Obs. exc. dial. Forms: α. 4–5 capel, 4–6 capil, 5 capylle, 5–6 capill, 6 capyl, 4–7 caple. β. 4–9 capul, 5 capulle, 5–6 capull. In Drayton cauple. [ME. capel, -il, -yl, -ul, corresponds to Icel. kapall (for kapal-r) nag, hack, mare; also to Ir. capall, capull horse, mare, Gael. capall mare, the relations between which are uncertain; the ultimate source is prob. L. caball-us horse, hack.
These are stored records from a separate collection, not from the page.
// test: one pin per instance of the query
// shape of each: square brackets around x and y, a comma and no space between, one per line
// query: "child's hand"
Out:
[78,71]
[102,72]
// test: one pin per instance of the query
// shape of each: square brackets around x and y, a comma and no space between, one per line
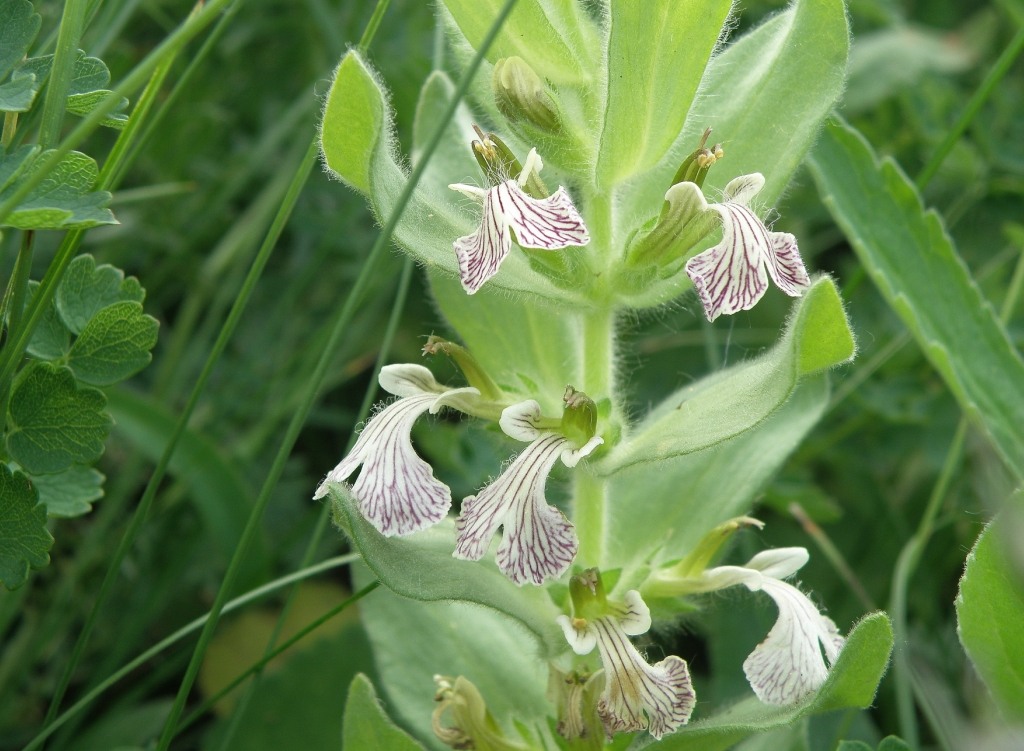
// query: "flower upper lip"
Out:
[549,223]
[733,275]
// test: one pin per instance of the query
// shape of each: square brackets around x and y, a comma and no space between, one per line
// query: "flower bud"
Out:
[519,94]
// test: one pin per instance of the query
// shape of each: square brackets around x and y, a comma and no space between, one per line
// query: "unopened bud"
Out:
[519,94]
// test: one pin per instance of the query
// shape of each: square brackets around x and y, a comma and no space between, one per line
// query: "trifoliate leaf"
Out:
[24,538]
[114,344]
[52,422]
[50,340]
[64,200]
[70,493]
[18,27]
[86,289]
[89,79]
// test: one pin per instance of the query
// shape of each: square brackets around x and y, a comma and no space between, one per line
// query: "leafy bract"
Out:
[725,405]
[691,494]
[24,538]
[414,641]
[52,422]
[421,567]
[852,682]
[114,345]
[656,55]
[990,614]
[69,493]
[367,725]
[64,200]
[914,264]
[359,148]
[556,37]
[787,71]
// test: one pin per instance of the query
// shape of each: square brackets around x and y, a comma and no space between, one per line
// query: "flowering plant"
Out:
[536,283]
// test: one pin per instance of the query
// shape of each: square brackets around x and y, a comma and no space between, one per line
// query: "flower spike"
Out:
[539,543]
[549,223]
[636,695]
[733,275]
[396,491]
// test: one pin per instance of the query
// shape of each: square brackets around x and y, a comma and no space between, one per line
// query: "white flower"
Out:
[539,542]
[733,275]
[632,687]
[396,491]
[788,665]
[549,223]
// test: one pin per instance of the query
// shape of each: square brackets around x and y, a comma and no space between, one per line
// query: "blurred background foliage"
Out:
[194,209]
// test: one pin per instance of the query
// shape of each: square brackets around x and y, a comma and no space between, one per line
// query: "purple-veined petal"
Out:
[787,666]
[481,253]
[396,491]
[549,223]
[731,276]
[633,689]
[785,265]
[519,420]
[539,542]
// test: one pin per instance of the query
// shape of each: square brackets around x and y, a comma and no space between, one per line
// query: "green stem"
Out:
[340,327]
[181,633]
[58,82]
[995,74]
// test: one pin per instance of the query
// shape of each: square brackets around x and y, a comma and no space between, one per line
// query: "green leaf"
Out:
[421,567]
[691,494]
[359,148]
[852,682]
[114,345]
[726,404]
[53,423]
[24,538]
[87,288]
[65,199]
[914,264]
[555,37]
[50,340]
[18,27]
[89,79]
[367,726]
[525,359]
[69,493]
[413,641]
[657,51]
[18,93]
[990,613]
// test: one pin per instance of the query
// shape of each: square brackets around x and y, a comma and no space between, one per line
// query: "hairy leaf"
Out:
[24,538]
[52,422]
[657,51]
[367,725]
[914,264]
[990,614]
[421,567]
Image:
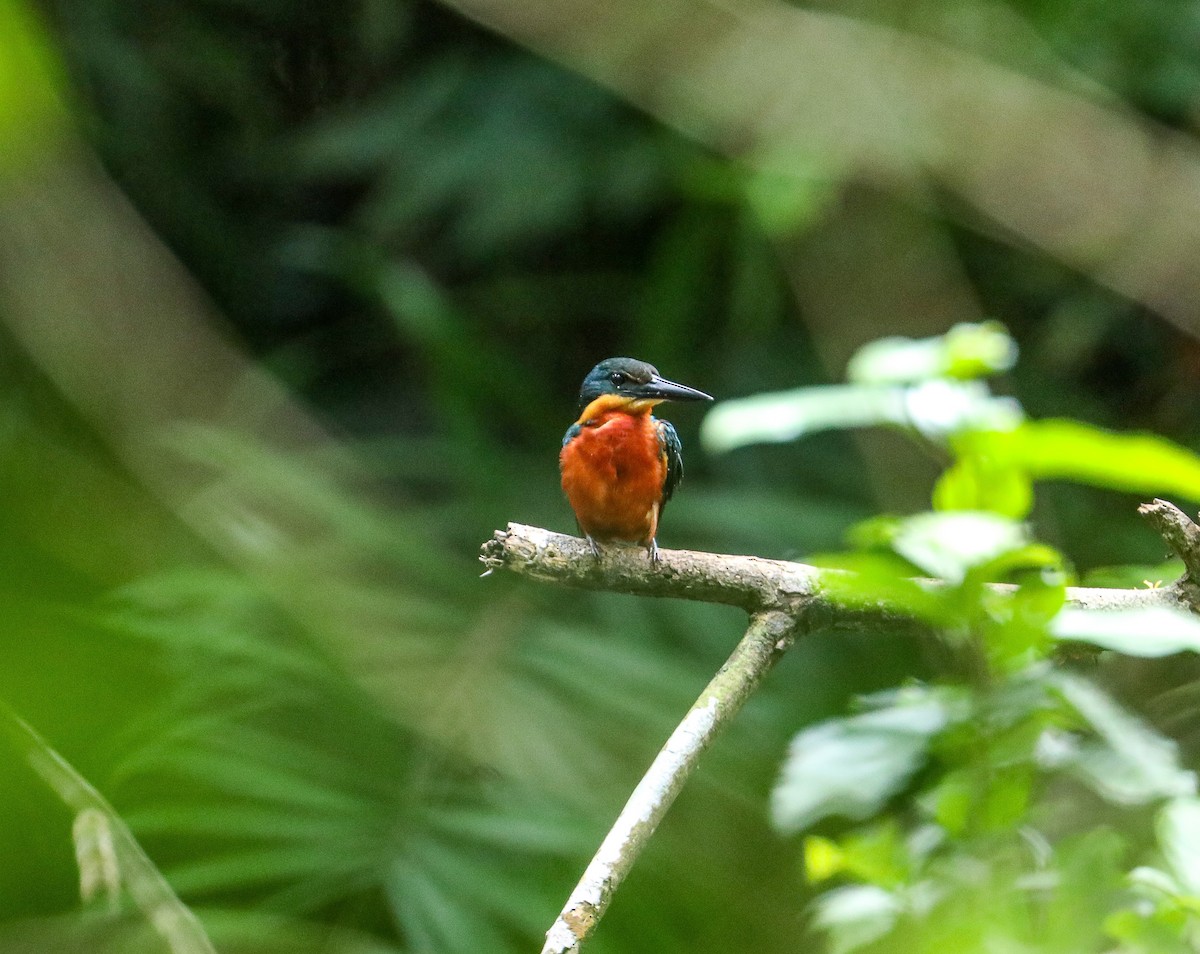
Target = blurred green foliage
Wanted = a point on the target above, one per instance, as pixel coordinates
(430, 234)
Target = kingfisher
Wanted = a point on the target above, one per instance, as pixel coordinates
(619, 462)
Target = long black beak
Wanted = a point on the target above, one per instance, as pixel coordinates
(667, 390)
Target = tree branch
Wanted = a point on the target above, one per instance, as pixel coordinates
(1180, 533)
(783, 599)
(750, 582)
(769, 635)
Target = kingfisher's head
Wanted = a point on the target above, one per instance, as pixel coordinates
(636, 382)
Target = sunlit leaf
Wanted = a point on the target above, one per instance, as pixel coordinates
(946, 545)
(934, 408)
(1146, 631)
(1073, 450)
(1179, 837)
(978, 484)
(856, 916)
(966, 351)
(850, 767)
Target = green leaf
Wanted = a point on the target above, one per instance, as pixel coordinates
(1126, 761)
(1179, 837)
(1149, 631)
(966, 351)
(978, 484)
(935, 409)
(1071, 450)
(856, 916)
(852, 766)
(946, 545)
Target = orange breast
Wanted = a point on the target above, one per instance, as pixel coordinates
(612, 475)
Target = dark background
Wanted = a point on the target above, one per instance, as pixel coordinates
(321, 721)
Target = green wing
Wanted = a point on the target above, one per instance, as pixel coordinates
(672, 449)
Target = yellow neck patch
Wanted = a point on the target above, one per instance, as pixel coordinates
(609, 403)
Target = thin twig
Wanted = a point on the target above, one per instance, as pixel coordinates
(109, 856)
(1177, 529)
(750, 582)
(766, 640)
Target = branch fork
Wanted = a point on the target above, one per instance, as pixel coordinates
(783, 600)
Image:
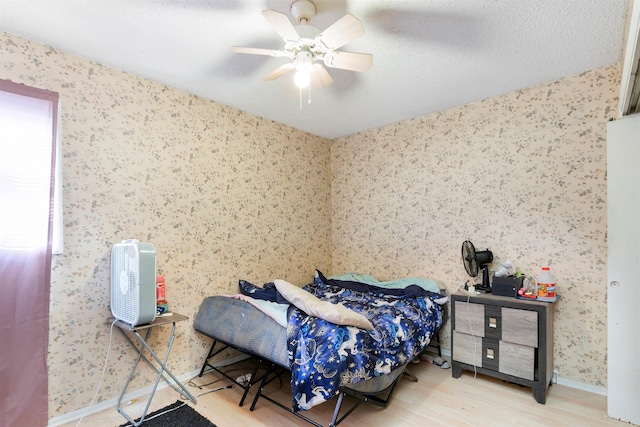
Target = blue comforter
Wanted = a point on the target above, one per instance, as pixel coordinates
(325, 357)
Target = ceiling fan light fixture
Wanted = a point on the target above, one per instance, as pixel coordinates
(303, 10)
(302, 79)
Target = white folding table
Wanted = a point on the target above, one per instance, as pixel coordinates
(136, 331)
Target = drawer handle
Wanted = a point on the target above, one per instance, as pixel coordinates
(493, 322)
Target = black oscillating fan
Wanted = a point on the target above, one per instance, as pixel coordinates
(473, 260)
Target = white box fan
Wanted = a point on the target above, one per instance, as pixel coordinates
(133, 282)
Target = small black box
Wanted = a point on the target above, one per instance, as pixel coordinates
(506, 286)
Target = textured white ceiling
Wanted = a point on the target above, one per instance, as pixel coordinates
(429, 55)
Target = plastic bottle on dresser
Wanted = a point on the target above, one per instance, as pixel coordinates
(546, 286)
(161, 292)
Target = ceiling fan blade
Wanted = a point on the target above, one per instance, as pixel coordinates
(283, 69)
(258, 51)
(343, 31)
(320, 77)
(349, 60)
(282, 25)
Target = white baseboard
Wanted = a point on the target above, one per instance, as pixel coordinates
(561, 381)
(583, 386)
(111, 403)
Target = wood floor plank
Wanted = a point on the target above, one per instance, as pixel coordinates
(436, 399)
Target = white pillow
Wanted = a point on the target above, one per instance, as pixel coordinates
(313, 306)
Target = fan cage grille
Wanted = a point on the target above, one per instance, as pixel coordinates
(133, 283)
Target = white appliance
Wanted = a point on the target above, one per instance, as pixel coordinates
(623, 265)
(133, 282)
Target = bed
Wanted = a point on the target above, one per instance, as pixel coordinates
(341, 335)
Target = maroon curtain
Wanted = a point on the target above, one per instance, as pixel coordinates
(27, 173)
See also CABALL, and its variants.

1

  Not in Old Irish (Windisch): Manx has cabbyl, Welsh ceffyl (Davies, not in Pughe), Cornish cevil, kevil, keffyl (also in place names as Nankevil, Penkevil), Breton caval (in Lagadeuc’s Catholicon 1499, and in Rostrenen 1732, not in Legonidec). These forms point to no common Celtic source, but to separate adoption from L., Norman Fr., and perh. Eng. The Irish capall was evidently directly from L. caballus. The Icelandic word is chiefly in ecclesiastical documents after 13th c., and may be directly from L., or perh. immed. through Irish. The immediate source of the ME. word is not determined.]

2

  A horse: in ME. chiefly poetical; now only dial.

3

c. 1290.  Land Cokaygne, 32, in E. E. P. (1862), 157. Hors, no capil, kowe, no ox.

4

c. 1325.  E. E. Allit. P., B. 1254. Þay wer cagged and kaȝt on capeles al bare.

5

1362.  Langl., P. Pl., A. IV. 22. Þenne Concience on his Capul Carieth forþ Faste.

6

c. 1386.  Chaucer, Frere’s T., 254. Bothe hey and Cart and eek hise caples thre.

7

c. 1440.  Promp. Parv., 61/2. Capul, or caple, horse, caballus.

8

c. 1475.  Rauf Coilȝear, 114. The ane of ȝow my Capill ta, The vther his [the king’s] Coursour alswa.

9

1547.  Salesbury, Welsh Dict., Kephyll, a capull.

10

1600.  Holland, Livy, III. vii. 1365, note. Grasse and food, for sheepe, caples, and goats.

11

1603.  Drayton, Bar. Warres, VI. l. Phœbus tooke his lab’ring Teame … To wash his Cauples in the Ocean Streame.

12

1670.  Ray, Proverbs, 48. It is time to yoke when the cart comes to the caples, Cheshire.

13

1799.  R. Jamieson, Pop. Ballads (1806), I. 233 (Jam.). And hark! what capul nicker’d proud?

14

1819.  Scott, Ivanhoe, xxxviii. I will get me … my neighbour Buthan’s good capul.

15

  2.  A name for a hen. rare.

16

c. 1460.  Towneley Myst., 99. Sely Capyll, oure hen, both to and fro She kakyls.